QLED is a Samsung-specific marketing term for TVs that use quantum dot technology to enhance performance in key picture quality areas, though other manufacturers have also come out with their own quantum-based TVs in recent years.
Unlike most LED TVs, which require an array of lights behind the layer of pixels, each pixel on an OLED generates its own light, meaning that pixels can turn themselves off completely to make the screen totally black.
LG says this can lead to superior contrast and energy savings.

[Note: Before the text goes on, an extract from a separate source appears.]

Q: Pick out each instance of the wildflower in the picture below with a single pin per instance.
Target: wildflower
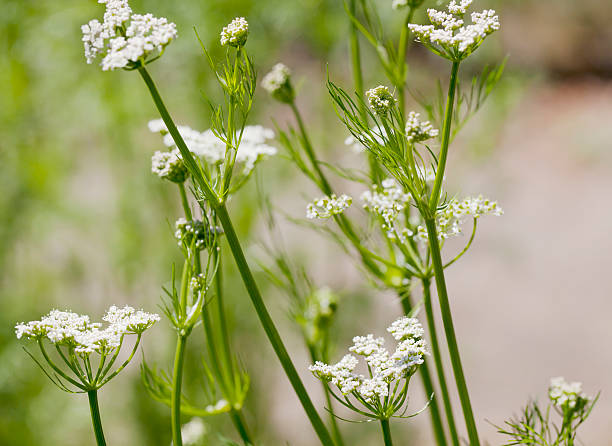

This year, LG used the major industry fair as an opportunity to take a punch at Samsung, claiming its bigger rival’s 8K TVs are “not real 8K TVs” as they fail to meet a trusted agency’s set standards for resolution.
LG said consumers should know not all 8K TVs are alike and that they should be paying close attention to the fine print by its competitor’s products.
“Samsung’s 8K TVs have a sufficient number of pixels, but they do not meet the required resolution standards to deliver real 8K,” Park Hyoung-se, executive vice president of LG’s home entertainment business, said during a press briefing held on the sidelines of IFA.
In a side-by-side comparison with 75-inch 8K TV models by the two companies, LG demonstrated distinct differences between the two models.
“When consumers spend a lot of money on 8K TVs, they should accurately understand what they are buying,” Park said.
As part of the negative campaign, LG started to air a TV ad in the domestic market Sunday, which compares QLED with OLED to claim it has “industry-leading” TV technology.
“LED TVs need backlight to make color. Due to the backlight panel, black can’t be accurate, colors can get exaggerated and TVs can’t become thinner,” said the 75-second LG TV ad in a explanatory tone, which is longer than the typical 60-second format.
Without a backlight panel, LG claimed its OLED TV emits its own light to make color so that it can be made as thin as wall paper and show “true black.”
Samsung didn’t immediately responded to LG’s bitter attack. Instead, the firm pointed to its strong sales figures and expanding partnership in the “8K Association.”
The world’s biggest TV maker is leading the 8K Association aimed at expanding the industry ecosystem and setting standards, and has now 16 members, including TV set makers, panel manufactures, chip suppliers and content providers. LG hasn’t joined the Samsung-led initiative.
“(LG’s) claim is regrettable because we’re leading the 8K TV industry and making technological advances,” Han Jong-hee, president of Samsung’s visual display business, told reporters during IFA.
“It is natural that many industry players try to catch up with the first movers and find faults with them, but there are so many things to do (in the 8K TV).”
In a show of confidence, Kim Hyun-suk, the head of Samsung’s consumer electronics business, said it is good to draw attention to the new display technology, whether positive or not, to develop the overall industry.
“We have struggled to create the 8K TV market alone over the past year, and now we have colleagues,” Kim said.
“For a new market to grow, issues are needed so that many problems can be solved, and people pay attention to them. I think it’s a positive factor for the market.”
Samsung’s share in the TV market accounted for 31.5 percent in terms of value in the second quarter, marking the highest in over six years, according to market researcher IHS Markit.
The Korean tech giant’s share was nearly twice that of its smaller home rival LG Electronics Inc. with 16.5 percent. Japan’s Sony took third with 8.8 percent, trailed by China’s TCL with 6.3 percent.
The number of QLED TVs sold in the global market reached 1.2 million in the second quarter, more than doubling from a year earlier, with 1.09 million units by Samsung, the firm said.